Form the differential equation of the family of circles in the first quadrant which touch the coordinate axes.

Solution:

The equation of a circle in the first quadrant with centre (a, a) and radius (a) which touches the coordinate axes is:

$(x-a)^{2}+(y-a)^{2}=a^{2}$                     ...(1)

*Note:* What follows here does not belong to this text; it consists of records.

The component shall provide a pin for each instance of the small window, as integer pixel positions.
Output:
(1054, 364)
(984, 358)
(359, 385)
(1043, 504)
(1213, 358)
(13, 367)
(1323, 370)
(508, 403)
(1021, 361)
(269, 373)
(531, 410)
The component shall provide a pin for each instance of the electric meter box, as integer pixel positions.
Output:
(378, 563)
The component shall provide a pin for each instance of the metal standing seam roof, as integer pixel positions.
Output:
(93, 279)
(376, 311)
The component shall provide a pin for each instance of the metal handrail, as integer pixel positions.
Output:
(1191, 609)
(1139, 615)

Differentiating equation (1) with respect to x, we get:

$2(x-a)+2(y-a) \frac{d y}{d x}=0$

$\Rightarrow(x-a)+(y-a) y^{\prime}=0$

$\Rightarrow x-a+y y^{\prime}-a y^{\prime}=0$

$\Rightarrow x+y y^{\prime}-a\left(1+y^{\prime}\right)=0$

$\Rightarrow a=\frac{x+y y^{\prime}}{1+y^{\prime}}$

Substituting the value of a in equation (1), we get:

$\left[x-\left(\frac{x+y y^{\prime}}{1+y^{\prime}}\right)\right]^{2}+\left[y-\left(\frac{x+y y^{\prime}}{1+y^{\prime}}\right)\right]^{2}=\left(\frac{x+y y^{\prime}}{1+y^{\prime}}\right)^{2}$

$\Rightarrow\left[\frac{(x-y) y^{\prime}}{\left(1+y^{\prime}\right)}\right]^{2}+\left[\frac{y-x}{1+y^{\prime}}\right]^{2}=\left[\frac{x+y y^{\prime}}{1+y^{\prime}}\right]^{2}$

$\Rightarrow(x-y)^{2} \cdot y^{\prime 2}+(x-y)^{2}=\left(x+y y^{\prime}\right)^{2}$

$\Rightarrow(x-y)^{2}\left[1+\left(y^{\prime}\right)^{2}\right]=\left(x+y y^{\prime}\right)^{2}$

Hence, the required differential equation of the family of circles is $(x-y)^{2}\left[1+\left(y^{\prime}\right)^{2}\right]=\left(x+y y^{\prime}\right)^{2} .$